Il rapporto evidenzia da subito un elemento importante: il divario di genere è reale e in alcuni casi estremo. Quando si paragonano i lavoratori e le lavoratrici agricole sulla base di appezzamenti di terreno di simili dimensioni e condizioni, il divario di produttività può arrivare fino al 66%, come in Niger.
In passato, gli esperti credevano che le aziende agricole delle donne producessero di meno perché le lavoratrici agricole avevano più difficoltà di accesso ai fattori produttivi come i fertilizzanti, l’acqua e persino le informazioni disponibili. Ma ora sappiamo che la situazione è ben più complicata. Con i nuovi dati alla mano possiamo vedere che, sorprendentemente, il divario di produttività continua ad esserci anche quando le lavoratrici agricole hanno accesso agli stessi fattori produttivi. Le ragioni specifiche variano di paese in paese, ma molte di esse derivano da norme culturali radicate che impediscono alla donna di raggiungere il proprio potenziale.
Ad esempio, il rapporto ha evidenziato che le donne hanno difficoltà a mobilitare la forza lavoro necessaria a far progredire l’azienda agricola. Le donne hanno poi maggiori responsabilità nella crescita dei figli e nella cura della casa rispetto agli uomini, il che rende difficile dedicare maggior tempo al lavoro agricolo o supervisionare la forza lavoro assunta. Il problema è aggravato poi dal fatto che le donne hanno a disposizione un reddito inferiore che non permette loro di assumere lavoratori.
Fortunatamente, i nuovi dati non indicano solo la complessità e la profondità del problema, ma individuano anche opportunità concrete per sviluppare delle politiche che diminuiscano il divario di genere affinché il potenziale del settore agricolo sia a disposizione di tutti gli agricoltori africani.
In alcuni luoghi, ciò potrebbe significare dover insegnare ai divulgatori agricoli come rendere i loro messaggi più rilevanti per l’audience femminile, o incoraggiarli a fare le loro visite in orari in cui le donne sono con più probabilità a casa. In altri luoghi, potrebbe invece voler dire favorire l’accesso delle donne ai mercati, oppure introdurre strumenti di semplificazione del lavoro per aiutarle a sfruttare al massimo i terreni.

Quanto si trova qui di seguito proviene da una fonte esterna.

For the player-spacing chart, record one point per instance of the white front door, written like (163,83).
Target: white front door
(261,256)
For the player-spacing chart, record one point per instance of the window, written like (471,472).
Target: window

In altri casi, potrebbe invece comportare l’istituzione di centri infantili per la comunità, in modo tale che le lavoratrici agricole possano scegliere di dedicare più tempo all’agricoltura. In ogni caso, questa politica comporta necessariamente che i policy maker africani riconoscano alle lavoratrici agricole il ruolo che hanno, ovvero quello di partner economici essenziali.
A giugno, i leader di tutta l’Africa si incontreranno a Malabo, nella Guinea Equatoriale, per definire l’agenda della politica agricola dei prossimi dieci anni. Se l’obiettivo è il raggiungimento del potenziale del settore agricolo africano e la continuità della crescita africana, i policy maker dovrebbero considerare i bisogni degli agricoltori come Joyce. La sua è una storia di successo che può, e anzi deve, essere replicata in tutto il continente.